Bloquer les spameurs qui s’acharnent sur mon e-mail @assemblee-nationale.fr, répondre aux typeforms du groupe LREM, mettre à jour les innombrables changements sur mon agenda partagé, rentrer dans une boucle télégram, tenter d’en sortir rapidement…, classer ses contacts, transmettre ses propositions d’amendements “en .doc, non en .odt, non en .rtf… Oh et puis voilà un .pdf”, trouver le bon réseau wifi de l’assemblée, se connecter à Eloi pour suivre le sort de mes amendements, à Anais pour la déclaration préalable à l’accueil de mes invités, à “Réservations Séance” pour réserver des places dans les galeries de l’hémicycle, à Telemaque pour retrouver le code pin de mon téléphone, supprimer les notifications de mon fil facebook, retrouver mon identifiant twitter, survoler les pétitions en ligne qui se multiplient dans ma boîte de réception, choisir une alerte moins bruyante pour mes sms, ajouter un 47ème mot de passe dans ma liste secrète, mettre mon téléphone sur silence et… tenter de réfléchir !

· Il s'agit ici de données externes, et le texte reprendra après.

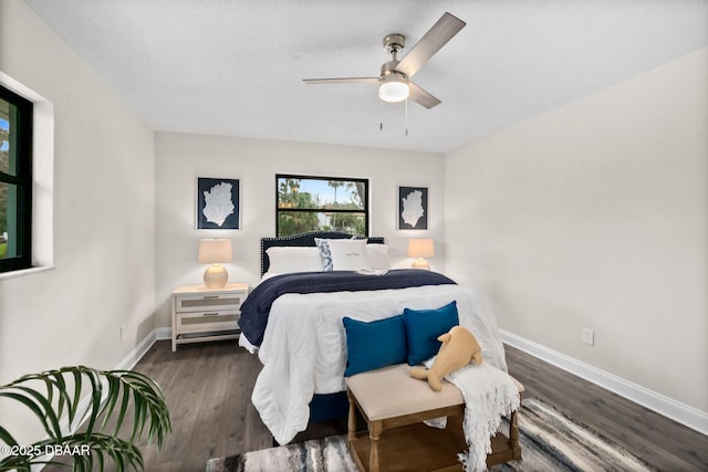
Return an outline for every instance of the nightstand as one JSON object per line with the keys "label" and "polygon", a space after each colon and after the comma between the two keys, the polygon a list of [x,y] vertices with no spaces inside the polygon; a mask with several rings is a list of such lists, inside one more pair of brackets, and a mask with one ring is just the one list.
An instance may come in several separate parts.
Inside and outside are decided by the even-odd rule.
{"label": "nightstand", "polygon": [[241,303],[247,296],[247,283],[231,283],[223,289],[177,287],[171,300],[173,352],[178,344],[238,338]]}

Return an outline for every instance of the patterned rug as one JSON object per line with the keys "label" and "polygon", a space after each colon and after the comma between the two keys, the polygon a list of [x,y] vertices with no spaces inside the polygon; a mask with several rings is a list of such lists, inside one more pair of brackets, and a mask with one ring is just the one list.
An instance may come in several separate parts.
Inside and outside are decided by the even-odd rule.
{"label": "patterned rug", "polygon": [[[508,431],[508,424],[503,424]],[[535,399],[519,415],[522,459],[494,465],[493,472],[654,471],[622,448]],[[355,472],[346,436],[211,459],[207,472]]]}

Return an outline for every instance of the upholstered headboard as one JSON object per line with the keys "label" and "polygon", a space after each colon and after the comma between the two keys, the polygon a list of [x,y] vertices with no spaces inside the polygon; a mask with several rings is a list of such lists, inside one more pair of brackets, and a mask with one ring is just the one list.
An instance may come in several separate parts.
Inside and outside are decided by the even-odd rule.
{"label": "upholstered headboard", "polygon": [[[268,272],[268,268],[270,266],[270,260],[268,259],[268,253],[266,252],[268,248],[274,247],[300,247],[308,248],[314,247],[314,239],[323,238],[323,239],[351,239],[352,234],[342,233],[337,231],[310,231],[301,234],[293,234],[289,237],[282,238],[261,238],[261,275]],[[384,238],[375,237],[367,238],[369,244],[383,244]]]}

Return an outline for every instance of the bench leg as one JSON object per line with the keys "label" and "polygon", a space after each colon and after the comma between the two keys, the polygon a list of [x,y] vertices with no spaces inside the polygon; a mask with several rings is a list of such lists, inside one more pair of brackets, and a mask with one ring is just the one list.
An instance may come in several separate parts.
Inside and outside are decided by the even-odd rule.
{"label": "bench leg", "polygon": [[350,397],[350,415],[346,419],[346,439],[352,442],[356,439],[356,407],[354,406],[354,396],[347,389],[346,396]]}
{"label": "bench leg", "polygon": [[513,459],[521,459],[521,445],[519,445],[519,419],[517,412],[511,412],[509,418],[509,445],[511,447],[511,453]]}
{"label": "bench leg", "polygon": [[378,438],[381,438],[381,421],[372,421],[368,424],[368,471],[378,472]]}

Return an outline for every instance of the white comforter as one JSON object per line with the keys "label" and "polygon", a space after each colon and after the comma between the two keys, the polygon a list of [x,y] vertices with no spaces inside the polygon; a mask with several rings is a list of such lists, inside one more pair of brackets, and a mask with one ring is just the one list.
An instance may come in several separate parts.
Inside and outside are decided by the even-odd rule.
{"label": "white comforter", "polygon": [[274,439],[290,442],[310,418],[313,394],[343,391],[346,365],[344,316],[381,319],[457,301],[460,324],[482,347],[485,360],[507,370],[497,321],[487,303],[459,285],[372,292],[281,295],[272,305],[258,355],[263,364],[251,397]]}

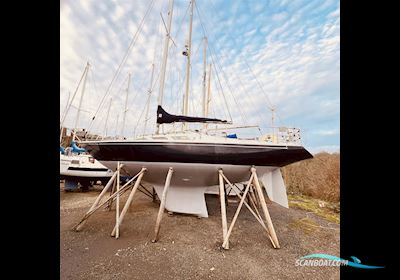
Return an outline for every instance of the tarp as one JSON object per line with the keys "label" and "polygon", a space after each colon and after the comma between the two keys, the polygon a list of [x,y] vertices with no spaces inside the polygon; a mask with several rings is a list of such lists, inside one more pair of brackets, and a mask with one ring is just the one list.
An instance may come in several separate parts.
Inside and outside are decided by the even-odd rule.
{"label": "tarp", "polygon": [[174,122],[227,123],[227,121],[219,119],[171,115],[168,114],[161,106],[157,107],[157,123],[162,124]]}

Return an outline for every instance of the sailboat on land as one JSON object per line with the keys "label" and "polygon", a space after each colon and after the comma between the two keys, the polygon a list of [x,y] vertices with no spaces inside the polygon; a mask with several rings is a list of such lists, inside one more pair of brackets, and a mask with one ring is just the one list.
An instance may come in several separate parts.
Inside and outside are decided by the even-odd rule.
{"label": "sailboat on land", "polygon": [[[254,139],[239,139],[227,135],[212,134],[208,124],[228,124],[226,120],[208,118],[207,100],[203,98],[203,117],[188,116],[191,33],[193,7],[190,4],[189,39],[185,56],[186,92],[183,114],[173,115],[162,107],[165,72],[170,45],[173,0],[169,2],[167,34],[164,41],[163,61],[157,107],[157,130],[153,135],[143,135],[126,140],[90,140],[80,142],[93,157],[110,169],[118,162],[130,174],[147,169],[143,180],[152,184],[159,197],[164,188],[165,176],[170,167],[174,173],[168,191],[165,208],[172,212],[196,214],[207,217],[205,192],[210,186],[219,184],[218,171],[223,169],[232,183],[248,180],[250,168],[256,167],[268,196],[288,207],[286,188],[280,167],[311,158],[312,155],[301,145],[300,130],[296,128],[274,128],[273,133]],[[205,93],[205,90],[203,91]],[[163,133],[160,126],[182,123],[181,131]],[[188,123],[202,123],[203,129],[190,130]]]}
{"label": "sailboat on land", "polygon": [[63,127],[63,123],[68,113],[68,109],[72,105],[72,101],[75,97],[76,92],[78,91],[81,81],[79,82],[74,97],[71,99],[71,102],[67,107],[64,117],[60,123],[60,179],[65,180],[64,190],[76,189],[78,187],[78,183],[81,185],[82,189],[88,189],[97,181],[101,181],[104,185],[104,183],[106,183],[113,175],[112,170],[108,169],[99,161],[97,161],[85,149],[78,147],[75,142],[77,139],[79,139],[77,134],[79,134],[80,131],[77,131],[77,126],[79,123],[79,113],[81,110],[89,67],[90,64],[87,63],[81,77],[81,81],[83,80],[83,86],[75,121],[75,128],[72,131],[71,145],[68,145],[68,147],[66,148],[61,146],[63,132],[66,129]]}

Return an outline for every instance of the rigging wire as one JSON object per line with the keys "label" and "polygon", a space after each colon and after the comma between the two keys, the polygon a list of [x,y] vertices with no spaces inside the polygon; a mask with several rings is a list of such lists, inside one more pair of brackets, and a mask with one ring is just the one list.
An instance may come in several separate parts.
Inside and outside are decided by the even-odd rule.
{"label": "rigging wire", "polygon": [[[197,5],[195,5],[195,7],[196,7],[197,14],[198,14],[198,16],[199,16],[199,20],[200,20],[201,27],[202,27],[202,29],[203,29],[204,36],[206,36],[206,35],[208,34],[208,32],[206,31],[206,28],[205,28],[205,26],[204,26],[204,24],[203,24],[203,20],[202,20],[202,17],[201,17],[201,15],[200,15],[200,10],[199,10],[199,8],[198,8]],[[225,72],[223,71],[222,66],[215,63],[215,60],[214,60],[214,57],[213,57],[213,54],[212,54],[212,53],[214,53],[215,56],[216,56],[216,52],[212,49],[211,46],[212,46],[212,44],[209,42],[208,48],[209,48],[209,50],[210,50],[211,59],[212,59],[212,61],[213,61],[213,64],[214,64],[214,68],[215,68],[215,70],[216,70],[216,73],[218,73],[218,72],[217,72],[217,69],[216,69],[216,66],[218,66],[218,67],[220,68],[220,71],[221,71],[222,74],[224,75],[225,82],[226,82],[226,84],[227,84],[227,86],[228,86],[228,89],[229,89],[229,93],[230,93],[230,94],[232,95],[232,97],[233,97],[233,100],[234,100],[234,102],[235,102],[235,104],[236,104],[236,106],[237,106],[237,108],[238,108],[238,110],[239,110],[239,113],[240,113],[240,116],[241,116],[241,118],[242,118],[242,121],[243,121],[244,124],[246,124],[246,119],[247,119],[247,118],[246,118],[245,114],[242,112],[241,107],[239,106],[239,104],[238,104],[238,102],[237,102],[237,100],[236,100],[236,98],[235,98],[235,95],[233,94],[232,87],[231,87],[231,85],[230,85],[230,83],[229,83],[229,79],[226,77],[226,74],[225,74]],[[218,62],[219,62],[219,61],[218,61]],[[218,74],[217,74],[217,75],[218,75]],[[231,120],[232,120],[232,118],[231,118]]]}
{"label": "rigging wire", "polygon": [[127,60],[128,56],[129,56],[129,54],[130,54],[132,48],[134,47],[134,45],[135,45],[135,43],[136,43],[136,41],[137,41],[137,38],[139,37],[139,34],[140,34],[140,32],[141,32],[141,30],[142,30],[142,28],[143,28],[144,21],[145,21],[145,19],[147,18],[147,15],[148,15],[148,14],[150,13],[150,11],[152,10],[153,5],[154,5],[154,0],[151,0],[149,6],[148,6],[148,8],[147,8],[146,13],[145,13],[145,15],[143,16],[143,18],[142,18],[142,20],[141,20],[141,22],[140,22],[140,24],[139,24],[139,26],[138,26],[138,29],[136,30],[136,33],[135,33],[135,35],[133,36],[133,38],[132,38],[132,40],[131,40],[131,42],[130,42],[130,44],[129,44],[128,49],[127,49],[125,55],[124,55],[123,58],[122,58],[122,61],[121,61],[120,64],[118,65],[117,71],[115,72],[113,78],[111,79],[111,82],[110,82],[110,84],[109,84],[109,86],[108,86],[108,88],[107,88],[107,90],[106,90],[106,93],[104,94],[103,98],[102,98],[101,101],[100,101],[99,107],[97,108],[96,113],[94,114],[94,116],[93,116],[93,118],[92,118],[92,120],[91,120],[91,122],[90,122],[90,125],[89,125],[88,130],[91,129],[91,127],[92,127],[92,125],[93,125],[93,121],[94,121],[94,119],[96,118],[96,115],[97,115],[97,113],[99,112],[100,108],[102,107],[106,96],[110,93],[110,89],[111,89],[112,85],[114,84],[114,81],[115,81],[116,77],[119,75],[119,73],[120,73],[121,70],[122,70],[122,67],[125,65],[126,60]]}
{"label": "rigging wire", "polygon": [[[210,4],[211,4],[211,6],[213,7],[213,10],[215,11],[216,8],[215,8],[215,6],[214,6],[212,0],[210,0]],[[233,41],[234,44],[237,44],[236,40],[232,37],[232,35],[231,35],[229,32],[226,32],[226,34],[227,34],[228,37]],[[269,108],[270,110],[275,110],[274,106],[272,105],[271,100],[270,100],[269,97],[268,97],[268,94],[267,94],[266,91],[264,90],[264,88],[263,88],[262,84],[260,83],[260,81],[257,79],[257,77],[256,77],[256,75],[254,74],[252,68],[251,68],[250,65],[248,64],[246,57],[242,56],[242,58],[243,58],[243,61],[244,61],[245,64],[246,64],[247,68],[249,68],[250,73],[253,75],[254,79],[256,80],[256,83],[257,83],[257,85],[259,86],[259,88],[261,89],[261,92],[264,94],[264,97],[266,98],[267,103],[268,103],[268,105],[267,105],[268,108]]]}

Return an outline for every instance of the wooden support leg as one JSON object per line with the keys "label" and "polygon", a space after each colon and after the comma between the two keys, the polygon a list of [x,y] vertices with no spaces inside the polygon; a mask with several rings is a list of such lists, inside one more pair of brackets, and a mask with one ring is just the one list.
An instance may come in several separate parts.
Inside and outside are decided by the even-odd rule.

Le métier de parlementaire a vraiment considérablement évolué depuis le début de la République.
Désormais accessibles par tout un chacun par voie électronique, nous, députés, nous avons aussi l’ambition de parler au plus grand nombre via les réseaux sociaux et les outils numériques désormais à notre disposition. Le temps passé à gérer cette “communication” – qui n’est bien souvent que du bruit et de l’agitation – ne cesse d’empiéter sur celui que nous devrions consacrer à la réflexion, à la décision et à l’explication.
Nous sommes bien sûr aidés par des outils toujours plus performants et des collaborateurs toujours plus agiles. Mais comment ne pas s’effrayer de cette fuite en avant ?
Nous sommes désormais devant un dilemme : ne pas répondre aux innombrables sollicitations d’un peuple devenu cyberacteurs et alimenter ainsi le sentiment de déconnection des élus, ou passer toujours plus de temps et d’énergie à co-mu-ni-quer, à répondre à chaque interpellation, à commenter chaque commentaire…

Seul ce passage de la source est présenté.